COSA (NON) DOVREBBE RESTARE: 

3. LUIS FONSI - DESPACITO 
I tormentoni non hanno mai brillato per grande qualità tecnica e non saranno certo ricordati dai più a distanza di un paio d'anni, quindi anche in questo caso possiamo stare tranquilli. Despacito di Luis Fonsi, però, è in questa lista perché rappresenta tutto il peggio che ci viene propinato della musica latina in questi anni. Un pop leggero e spensierato, senza contenuti che mette addosso tristezza, fingendo di divertirti. E pensare che il Sudamerica gode di una tradizione musicale eccezionale.  Ora forse ci toccherà ascoltare pure la versione italiana: non se ne sentiva certo la mancanza. 

2. ROVAZZI & MORANDI - VOLARE 
In questo caso non ci sarebbe neanche bisogno di spiegazioni. Nel titolo leggi Volare e pensi a Nel blu dipinto di blu. C'è Gianni Morandi ed è subito storia della musica italiana.
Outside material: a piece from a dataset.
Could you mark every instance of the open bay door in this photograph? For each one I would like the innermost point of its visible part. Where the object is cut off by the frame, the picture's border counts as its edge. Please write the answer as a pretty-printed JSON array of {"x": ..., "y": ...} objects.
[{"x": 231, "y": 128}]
Ci aggiungi Rovazzi, schiacci play su Youtube e ti esce un massacro per le orecchie e le menti che stride più del Benevento in Serie A. L'apoteosi del trash arriva con la caduta di Morandi dal palco di Radio Italia a Palermo lo scorso giugno. Qualcuno tolga Morandi da questa deriva ridicola, non se la merita. 

3. FRANCESCO GABBANI - SANREMO 
La scimmia nuda che balla ha vinto Sanremo: chiudete tutto. Già Sanremo potrebbe essere messo ad honorem in questa lista ogni anno. Se poi a vincerlo è Occidentali's Karma, una canzonetta che diventerà il simbolo di tutto ciò che il testo tende a irridere, significa che forse l'Italia della musica non ci ha mai capito poi molto. Niente da dire su Gabbani, artista ironico dalle solide basi jazz e funky, ma il suo successo al Festival davanti a una splendida Fiorella Mannoia è qualcosa che preferirei lasciare nel 2017.